How Closing Credit Cards Lowers Credit Scores

Closing credit cards down can seem like a good idea when trying to keep finances in order. Old cards which are no longer used but still bring unwanted blumph mail can be a nuisance. Those who have worked to put their credit in order may find that additional cards can seem like a temptation better shredded. However closing credit cards can lower ones credit score and isn’t necessarily a good practice.

The amount of credit a person has available on credit lines represents their credit to debt ratio which is a key factor in determining the Fico credit score. Card users who only utilize 30% or less of their available credit receive more points towards their credit scores than those who utilize a higher percentage of their available credit. This is one reason why it is never good practice to ‘max out’ ones credit card as it has an adverse affect on the credit score.

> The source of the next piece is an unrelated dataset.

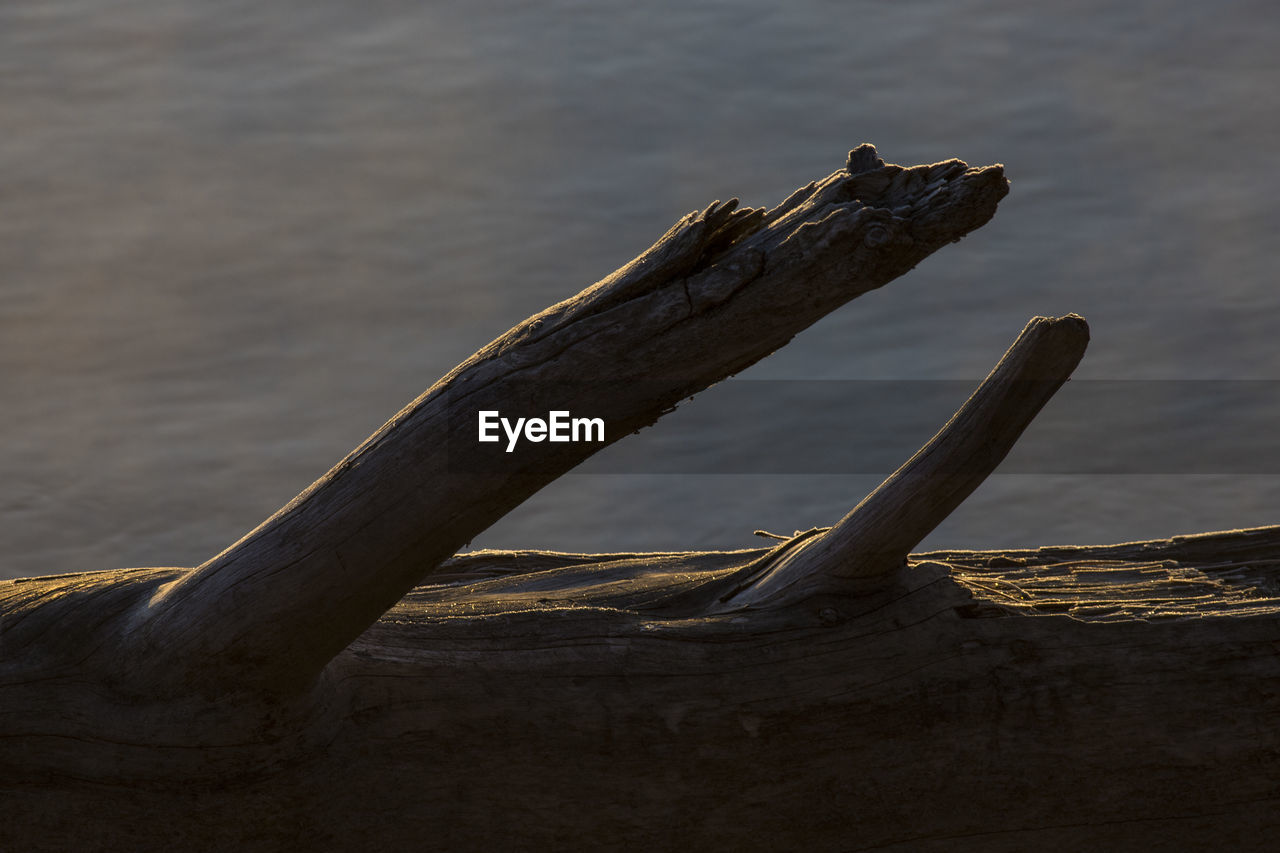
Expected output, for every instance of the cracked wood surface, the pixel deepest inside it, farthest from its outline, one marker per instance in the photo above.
(338, 680)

Thus a card user who has a credit card balance of $2000 should ideally have a combined credit limit of over $6500 to balance the credit to debt ratio. Card users who never carry a balance and always pay responsibly are less likely to see a significant drop in their credit scores by closing cards, but if they do so it should be done gradually.

Another key element of the Fico score is ones credit history which can count as 15% of the score. Obviously the longer ones credit history has been established the better, and closing down old credit cards can make a significant difference to ones credit score. Even if the oldest credit card is never used the account should be left open for the credit history it represents. If unused credit cards are subject to dormant activity charges then it is best if they are used occasionally to avoid the charges.

Credit history and credit to debt ratio are two of the key influencing factors in credit scores which is why cards should be left open. However this does not mean that there are not times when it is self defeating to retain them. If a credit card carries an annual charge then it would make sense to close it as there is no need to pay for the pleasure of carrying a credit card. The impact on ones credit score will be negative but it can recover if one keeps the percentage of credit to debt below the 30% mark.

The main thing to bear in mind is that credit cards should not be closed down prior to an application for a mortgage or loans as this is not a good time to do anything which would affect the Fico score negatively. Also if cards are closed down they should be done gradually and not all at once. It pays to know that keeping cards open is more of an asset where ones credit score is concerned than closing them, but that the credit score can bounce back. It is always good practice though to retain the oldest credit card.